Like Lewis, Adams said his company is seeing retailers and restaurants wanting to be in the city, particularly in hot, heavily trafficked areas. However, Adams said there is a vibe of uncertainty surrounding the local job market, particularly with Fort Benning’s losses over the past year and the prospects of even more with budget sequestration looming in 2017 and another potential Base Realignment and Closure round in coming years.
“A lot of people that we’re working with that are new looking to come into the market, they’ve kind of put a hold on things, at least to find out what’s happening with Fort Benning,” Adams said. “We’ve got people that are ready to come into the market, that are definitely interested. It’s just that uncertainty — unless we can find them a slam dunk, the corner of Main and Main with 75,000 cars.”
Lewis said his company still has about two acres of land yet to develop off Whittlesey Boulevard, adjacent to where Eyemart recently opened and Willy’s Mexicana Grill is scheduled to debut on Monday.
There’s another four to five acres next to Waffle House on Veterans Parkway that have been pre-leased by tenants, he said, although the plan is to work with the Norfolk-Southern Railroad, the city and the state to gain access to 35 more acres.
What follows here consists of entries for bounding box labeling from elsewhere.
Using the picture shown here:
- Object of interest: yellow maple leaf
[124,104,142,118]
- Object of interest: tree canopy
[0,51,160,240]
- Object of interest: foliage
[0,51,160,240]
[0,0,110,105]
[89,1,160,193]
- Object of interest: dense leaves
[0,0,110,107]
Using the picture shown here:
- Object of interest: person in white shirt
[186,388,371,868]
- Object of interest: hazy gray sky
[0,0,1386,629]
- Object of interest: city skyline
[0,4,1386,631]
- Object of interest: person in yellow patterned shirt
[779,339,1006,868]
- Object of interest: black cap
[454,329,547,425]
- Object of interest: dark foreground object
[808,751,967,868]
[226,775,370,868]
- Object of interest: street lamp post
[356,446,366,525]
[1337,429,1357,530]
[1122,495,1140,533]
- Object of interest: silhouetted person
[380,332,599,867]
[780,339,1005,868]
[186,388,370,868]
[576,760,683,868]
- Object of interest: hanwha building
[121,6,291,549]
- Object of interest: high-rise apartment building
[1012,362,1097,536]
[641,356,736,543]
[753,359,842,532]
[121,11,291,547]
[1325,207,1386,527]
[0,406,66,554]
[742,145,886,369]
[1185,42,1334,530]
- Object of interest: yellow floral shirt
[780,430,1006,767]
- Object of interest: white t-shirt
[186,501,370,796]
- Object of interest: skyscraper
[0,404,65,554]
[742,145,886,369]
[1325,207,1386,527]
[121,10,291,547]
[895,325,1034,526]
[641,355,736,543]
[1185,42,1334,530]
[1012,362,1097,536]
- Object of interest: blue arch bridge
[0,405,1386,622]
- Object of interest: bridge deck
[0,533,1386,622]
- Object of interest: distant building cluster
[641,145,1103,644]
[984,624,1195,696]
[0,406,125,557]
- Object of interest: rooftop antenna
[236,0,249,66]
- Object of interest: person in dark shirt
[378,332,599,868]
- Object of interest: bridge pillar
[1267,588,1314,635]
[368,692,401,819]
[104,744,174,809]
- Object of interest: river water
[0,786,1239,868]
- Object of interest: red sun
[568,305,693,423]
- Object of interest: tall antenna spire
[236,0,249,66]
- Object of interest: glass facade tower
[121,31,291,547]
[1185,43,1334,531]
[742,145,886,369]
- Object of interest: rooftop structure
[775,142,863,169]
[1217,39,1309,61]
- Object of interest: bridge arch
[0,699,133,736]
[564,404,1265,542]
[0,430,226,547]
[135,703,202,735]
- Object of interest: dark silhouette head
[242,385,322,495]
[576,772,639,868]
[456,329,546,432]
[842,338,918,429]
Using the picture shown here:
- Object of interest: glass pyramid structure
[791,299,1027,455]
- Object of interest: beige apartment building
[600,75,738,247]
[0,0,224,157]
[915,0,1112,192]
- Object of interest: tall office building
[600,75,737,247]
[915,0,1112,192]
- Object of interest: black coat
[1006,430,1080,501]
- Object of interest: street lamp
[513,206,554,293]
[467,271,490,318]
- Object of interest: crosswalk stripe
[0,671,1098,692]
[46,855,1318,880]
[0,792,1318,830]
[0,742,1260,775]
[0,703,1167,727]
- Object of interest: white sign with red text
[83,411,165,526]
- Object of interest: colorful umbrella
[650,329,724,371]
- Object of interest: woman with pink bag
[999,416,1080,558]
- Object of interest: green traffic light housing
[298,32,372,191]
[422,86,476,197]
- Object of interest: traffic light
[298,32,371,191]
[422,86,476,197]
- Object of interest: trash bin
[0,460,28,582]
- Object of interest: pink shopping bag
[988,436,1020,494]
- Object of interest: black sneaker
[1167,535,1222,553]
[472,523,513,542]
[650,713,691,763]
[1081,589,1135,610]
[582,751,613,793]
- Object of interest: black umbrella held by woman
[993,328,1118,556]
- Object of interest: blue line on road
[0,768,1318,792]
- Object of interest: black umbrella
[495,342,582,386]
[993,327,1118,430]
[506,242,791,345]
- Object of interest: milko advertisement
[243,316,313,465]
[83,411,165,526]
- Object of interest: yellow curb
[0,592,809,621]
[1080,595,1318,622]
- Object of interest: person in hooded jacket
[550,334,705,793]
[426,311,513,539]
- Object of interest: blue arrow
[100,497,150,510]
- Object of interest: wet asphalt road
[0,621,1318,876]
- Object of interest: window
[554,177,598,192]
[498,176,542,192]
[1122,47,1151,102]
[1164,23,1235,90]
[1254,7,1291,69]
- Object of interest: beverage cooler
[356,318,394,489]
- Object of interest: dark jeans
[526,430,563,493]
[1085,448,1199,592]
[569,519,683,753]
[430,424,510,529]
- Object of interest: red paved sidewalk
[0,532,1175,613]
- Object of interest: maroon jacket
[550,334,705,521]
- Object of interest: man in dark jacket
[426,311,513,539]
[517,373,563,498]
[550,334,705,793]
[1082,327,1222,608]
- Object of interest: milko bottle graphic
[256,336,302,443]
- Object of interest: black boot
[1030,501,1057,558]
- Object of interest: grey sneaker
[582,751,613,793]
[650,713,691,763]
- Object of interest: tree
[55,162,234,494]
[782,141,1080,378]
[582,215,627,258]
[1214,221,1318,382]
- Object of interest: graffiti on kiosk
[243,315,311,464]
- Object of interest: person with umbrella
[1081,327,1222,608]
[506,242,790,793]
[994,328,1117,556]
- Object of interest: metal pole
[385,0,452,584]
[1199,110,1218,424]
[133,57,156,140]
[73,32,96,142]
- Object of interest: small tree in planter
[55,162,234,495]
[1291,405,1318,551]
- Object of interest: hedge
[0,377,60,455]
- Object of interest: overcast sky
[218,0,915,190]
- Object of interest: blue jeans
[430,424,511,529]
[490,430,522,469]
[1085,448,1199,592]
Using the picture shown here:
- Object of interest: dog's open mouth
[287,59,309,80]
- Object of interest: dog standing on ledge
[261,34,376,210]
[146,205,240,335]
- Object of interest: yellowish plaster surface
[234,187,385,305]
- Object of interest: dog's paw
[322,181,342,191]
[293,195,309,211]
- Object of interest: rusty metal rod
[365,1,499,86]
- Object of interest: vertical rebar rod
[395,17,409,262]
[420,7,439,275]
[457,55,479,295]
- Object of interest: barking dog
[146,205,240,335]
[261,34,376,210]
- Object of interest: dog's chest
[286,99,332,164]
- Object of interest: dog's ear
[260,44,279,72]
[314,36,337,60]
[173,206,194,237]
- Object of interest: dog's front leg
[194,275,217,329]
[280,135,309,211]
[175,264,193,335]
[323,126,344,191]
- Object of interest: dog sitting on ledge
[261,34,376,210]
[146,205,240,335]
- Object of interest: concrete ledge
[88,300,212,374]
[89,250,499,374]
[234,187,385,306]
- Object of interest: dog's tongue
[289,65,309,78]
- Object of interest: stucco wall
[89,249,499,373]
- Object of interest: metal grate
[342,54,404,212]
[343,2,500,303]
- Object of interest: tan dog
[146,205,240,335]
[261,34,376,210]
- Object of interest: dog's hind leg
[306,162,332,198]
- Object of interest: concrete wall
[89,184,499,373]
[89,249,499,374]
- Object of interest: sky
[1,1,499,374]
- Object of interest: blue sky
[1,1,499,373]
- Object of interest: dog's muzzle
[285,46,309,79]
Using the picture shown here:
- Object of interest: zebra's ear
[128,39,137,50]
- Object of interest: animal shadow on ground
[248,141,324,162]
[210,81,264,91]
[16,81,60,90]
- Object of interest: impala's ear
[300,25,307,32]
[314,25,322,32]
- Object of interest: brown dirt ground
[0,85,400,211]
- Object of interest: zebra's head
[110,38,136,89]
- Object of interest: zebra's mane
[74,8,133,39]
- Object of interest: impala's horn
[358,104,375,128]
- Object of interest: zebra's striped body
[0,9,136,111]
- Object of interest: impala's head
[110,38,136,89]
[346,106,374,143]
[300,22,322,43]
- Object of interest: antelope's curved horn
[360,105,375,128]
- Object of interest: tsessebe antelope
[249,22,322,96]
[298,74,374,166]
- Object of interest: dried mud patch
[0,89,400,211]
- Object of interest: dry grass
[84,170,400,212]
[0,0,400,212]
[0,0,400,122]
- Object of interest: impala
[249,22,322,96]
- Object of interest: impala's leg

A bridge to go over the rail line is proposed by the developer to get to the property, a process that could take two to three years at least.
Meanwhile, Lewis said he’s not necessarily concerned about moving too fast on any one development. He wants the right fit for the city and wants to find long-term businesses who will do well and be used by local residents, be it a retail, service or food establishment.
“I worked on a Publix center down in Florida one time,” he said. “It took 10 years from the time we put the property under contract until the time we got Publix open.”